The Period of Individualism
The primary attitude of mind lasts about three years. In the normal child nine years of age is a turning point. By this time he has learned to read fairly independently. He can write and can solve simple problems in arithmetic. He has control of some of the simpler objects about him. He has imitated his elders until he has habits of his own. Now comes a change. Sometimes the change is sudden and violent. The pupil who has been laboriously writing from copy throws the example of his copy book to the winds and composes a note to one of his friends in a rapid, scrawling hand. The child has become an independent master of writing for his own private purposes. So it is with his other activities. Even in social matters he asserts his independence by refusing to follow the dictates of the teacher. School discipline suddenly comes to be a serious problem.
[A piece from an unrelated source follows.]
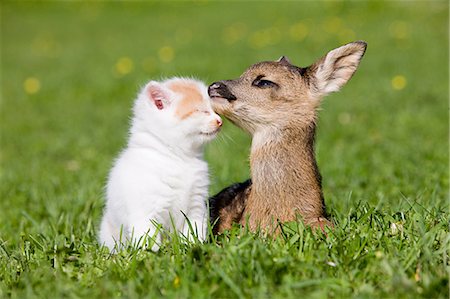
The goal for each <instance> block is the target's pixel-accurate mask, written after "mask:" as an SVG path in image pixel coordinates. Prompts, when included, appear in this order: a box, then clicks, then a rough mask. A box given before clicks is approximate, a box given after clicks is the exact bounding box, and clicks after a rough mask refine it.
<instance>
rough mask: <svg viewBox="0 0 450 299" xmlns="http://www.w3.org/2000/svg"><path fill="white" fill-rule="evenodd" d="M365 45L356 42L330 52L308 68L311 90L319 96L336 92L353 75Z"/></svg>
mask: <svg viewBox="0 0 450 299" xmlns="http://www.w3.org/2000/svg"><path fill="white" fill-rule="evenodd" d="M366 47H367V44H366V43H365V42H363V41H357V42H353V43H349V44H346V45H344V46H342V47H339V48H337V49H334V50H331V51H330V52H328V54H327V55H326V56H325V57H322V58H321V59H319V60H318V61H317V62H316V63H314V64H313V65H311V66H310V67H309V70H308V71H309V74H310V76H311V77H312V78H311V79H312V80H314V83H315V84H313V85H312V87H311V88H313V89H314V90H313V92H315V93H318V94H319V95H320V96H324V95H327V94H329V93H330V92H335V91H338V90H339V89H340V88H341V87H342V86H344V85H345V83H347V82H348V80H350V78H351V77H352V76H353V74H354V73H355V71H356V69H357V68H358V65H359V62H360V61H361V58H362V57H363V55H364V53H365V51H366Z"/></svg>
The change here described reflects itself in a fact of administration which is of frequent recurrence. Pupils fail of promotion in the fourth or fifth grade much more commonly than in the second, third, or sixth. In other words, there is here, just after the primary grades, a period of violent readjustment.
The readjustment which comes at this point can be described by saying that the pupil is entering on a period of self-recognition. The primary child is an imitator absorbed in social examples. The intermediate child is an individualist. He is aware of his own powers and ambitions. The boys of this period have been described as young barbarians. They are disregardful of the rights of others. They step on the little children; they refuse to be friends with the girls. They are ambitious to leave school and do something to assert their independence.
The school has dealt with this period with much less intelligence than it has exhibited in the primary years. In general, the intermediate grades have followed in subject-matter and in methods too closely the example of the successful primary grades. The result appears in the fact that the migration out of elementary schools is very common in the fifth and sixth grades. The intermediate grades have been described as periods of drill. If there is one kind of work that is not appropriate here, it is routine drill. There ought to be a new and thoroughgoing study of the needs of this period and the introduction of a type of instruction which will meet the needs of children who are vividly aware of themselves and of their personal relations to the world.
That a change is coming about in the methods of dealing with pupils in these years is shown by the fact that the elementary school is setting apart the fourth, fifth, and sixth grades as the years in which the strictly elementary work is to be completed. Much that was postponed to the seventh and eighth grades under the older form of organization will doubtless be brought down into the intermediate grades. The children will no longer be drilled in the forms of the social arts while waiting for the enlarged opportunities of the upper grades, but will be introduced at once to experiences with the objects of the physical world. They will be encouraged to see things and handle them for themselves.